-
Notifications
You must be signed in to change notification settings - Fork 798
Closed
Labels
Description
Describe the bug
Hey! I am learning to use SYCL but I encountered a little issue when using sycl::atomic_ref::exchange. Things work fine on CPU, but when I switched to GPU even a very simple test (see below) crash with a CUDA error. Other atomic primitives such as store or load works fine.
To reproduce
- Include code snippet as short as possible
#include <sycl.hpp>
int main()
{
sycl::queue queue(sycl::gpu_selector_v);
std::cout << "Device: " << queue.get_device().get_info<sycl::info::device::name>() << std::endl;
queue.submit([&](sycl::handler& diana)
{
sycl::stream out(1024, 256, diana);
diana.parallel_for(1, [=](sycl::id<> id)
{
int memory = 3;
sycl::atomic_ref<int,
sycl::memory_order::relaxed,
sycl::memory_scope::work_item> at(memory);
int load = at.exchange(123);
out << "id " << id << " load " << load << sycl::endl;
});
});
queue.wait_and_throw();
}- Specify the command which should be used to compile the program
icpx -fsycl -fsycl-targets=nvptx64-nvidia-cuda main.cpp - Specify the command which should be used to launch the program
./a.out- Indicate what is wrong and what was expected
This is my output; obviously it crashes which is not what one would expect.

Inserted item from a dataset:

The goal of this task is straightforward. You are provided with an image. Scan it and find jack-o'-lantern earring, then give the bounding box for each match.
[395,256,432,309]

Device: NVIDIA GeForce RTX 4090
<CUDA>[ERROR]:
UR CUDA ERROR:
Value: 719
Name: CUDA_ERROR_LAUNCH_FAILED
Description: unspecified launch failure
Function: urEnqueueMemBufferRead
Source Location: /tmp/tmp.nlKu2FwFq5/intel-llvm-mirror/build/_deps/unified-runtime-src/source/adapters/cuda/enqueue.cpp:1777
terminate called after throwing an instance of 'sycl::_V1::exception'
what(): Native API failed. Native API returns: 2147483646 (UR_RESULT_ERROR_UNKNOWN)
Aborted (core dumped)
Environment
- OS: Fedora Linux 40 x86_64 6.11.6-200.fc40.x86_64
- Target device and vendor: NVIDIA GeForce RTX 4090
- DPC++ version:
icpx --versionoutput:
Intel(R) oneAPI DPC++/C++ Compiler 2025.0.0 (2025.0.0.20241008)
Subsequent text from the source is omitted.